Family traditions? They've become a popular topic for discussion amongst some in recent years. We haven't deliberately set up many traditions as such, but of course when you do things the same way a few times, it becomes a habit or tradition, especially with children. But because our family has been brought up across two different countries, perhaps we haven't as many traditions as some back home because we have to be flexible.

We do have a number of simple traditions surrounding birthdays. Generally speaking we open birthday presents at breakfast time and have a family party in the evening, including cake. The cakes for the boys are generally themed and often from the Australian Women's Weekly famous birthday cake cookbook. We usually eat the cake with special cutlery called "splayd" that David and I received for our wedding. 

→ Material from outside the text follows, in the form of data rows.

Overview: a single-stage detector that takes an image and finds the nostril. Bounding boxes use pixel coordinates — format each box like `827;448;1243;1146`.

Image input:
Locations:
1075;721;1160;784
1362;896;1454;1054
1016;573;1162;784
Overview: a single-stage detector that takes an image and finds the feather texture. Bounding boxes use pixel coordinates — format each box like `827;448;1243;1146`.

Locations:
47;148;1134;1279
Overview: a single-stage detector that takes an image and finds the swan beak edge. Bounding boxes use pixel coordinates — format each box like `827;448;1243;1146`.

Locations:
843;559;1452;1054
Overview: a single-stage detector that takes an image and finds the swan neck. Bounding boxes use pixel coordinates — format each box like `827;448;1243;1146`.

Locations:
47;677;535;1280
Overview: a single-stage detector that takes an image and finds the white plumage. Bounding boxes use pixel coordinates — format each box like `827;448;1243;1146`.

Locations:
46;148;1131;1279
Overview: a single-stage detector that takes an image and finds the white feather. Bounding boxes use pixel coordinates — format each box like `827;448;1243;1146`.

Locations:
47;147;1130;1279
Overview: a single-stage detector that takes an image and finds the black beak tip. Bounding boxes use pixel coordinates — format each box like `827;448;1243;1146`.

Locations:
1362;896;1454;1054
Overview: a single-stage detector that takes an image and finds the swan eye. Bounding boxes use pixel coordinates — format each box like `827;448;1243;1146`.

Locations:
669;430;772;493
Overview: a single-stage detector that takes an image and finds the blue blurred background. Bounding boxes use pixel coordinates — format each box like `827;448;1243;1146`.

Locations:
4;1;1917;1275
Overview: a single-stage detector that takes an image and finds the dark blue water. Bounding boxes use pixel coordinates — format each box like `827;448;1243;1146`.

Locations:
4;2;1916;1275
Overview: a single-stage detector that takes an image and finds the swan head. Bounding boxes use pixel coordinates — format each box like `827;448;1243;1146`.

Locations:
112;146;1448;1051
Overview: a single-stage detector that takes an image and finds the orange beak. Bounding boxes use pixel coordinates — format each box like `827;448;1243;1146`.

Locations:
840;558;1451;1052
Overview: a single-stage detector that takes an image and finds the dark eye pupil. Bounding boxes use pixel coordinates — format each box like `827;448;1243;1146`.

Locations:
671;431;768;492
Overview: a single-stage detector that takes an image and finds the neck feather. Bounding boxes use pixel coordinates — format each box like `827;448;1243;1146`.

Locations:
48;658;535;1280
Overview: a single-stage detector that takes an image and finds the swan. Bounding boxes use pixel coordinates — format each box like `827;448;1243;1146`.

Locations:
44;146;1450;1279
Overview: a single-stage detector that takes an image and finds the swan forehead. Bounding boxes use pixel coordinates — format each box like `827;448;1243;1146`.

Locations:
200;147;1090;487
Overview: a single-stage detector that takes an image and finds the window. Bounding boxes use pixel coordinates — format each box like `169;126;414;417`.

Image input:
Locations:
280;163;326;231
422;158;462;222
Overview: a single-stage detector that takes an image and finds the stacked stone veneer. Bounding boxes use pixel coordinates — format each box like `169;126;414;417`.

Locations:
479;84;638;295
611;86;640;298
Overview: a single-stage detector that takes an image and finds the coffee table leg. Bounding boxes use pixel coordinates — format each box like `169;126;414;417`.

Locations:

At present we're working our way through two birthday cakes, as we've had two birthdays in the last 10 days. Our splayds are getting a good workout. 
It's interesting to Google splayd. They create a bit of cross cultural controversy (for example here). They aren't the same as the American spork, including a straighter edge that is suitable for cutting soft foods like cake and they are always metal. Splayd is actually a registered trade name and they were invented in Australia in the late 1940s. According to the official Splayd website:
SPLAYD® utensils (after the verb to splay - to slant, slope or spread outwards) were invented in Australia by Bill McAurthur of Potts Point, New South Wales in the late 1940's.
This blogpost gives us a nice tongue-in-cheek description: http://theracket.com/2012/06/splayd-a-utensil-perfected-a-nation-unified/

It is lovely, in the midst of a fairly practical and careful-spending family-of-boys lifestyle, to have the luxury of eating cake with these.

Do you have an unusual tradition in your family?

1 comment:

Joan Justiniano said...

Chocolate chip pancakes for birthday breakfast!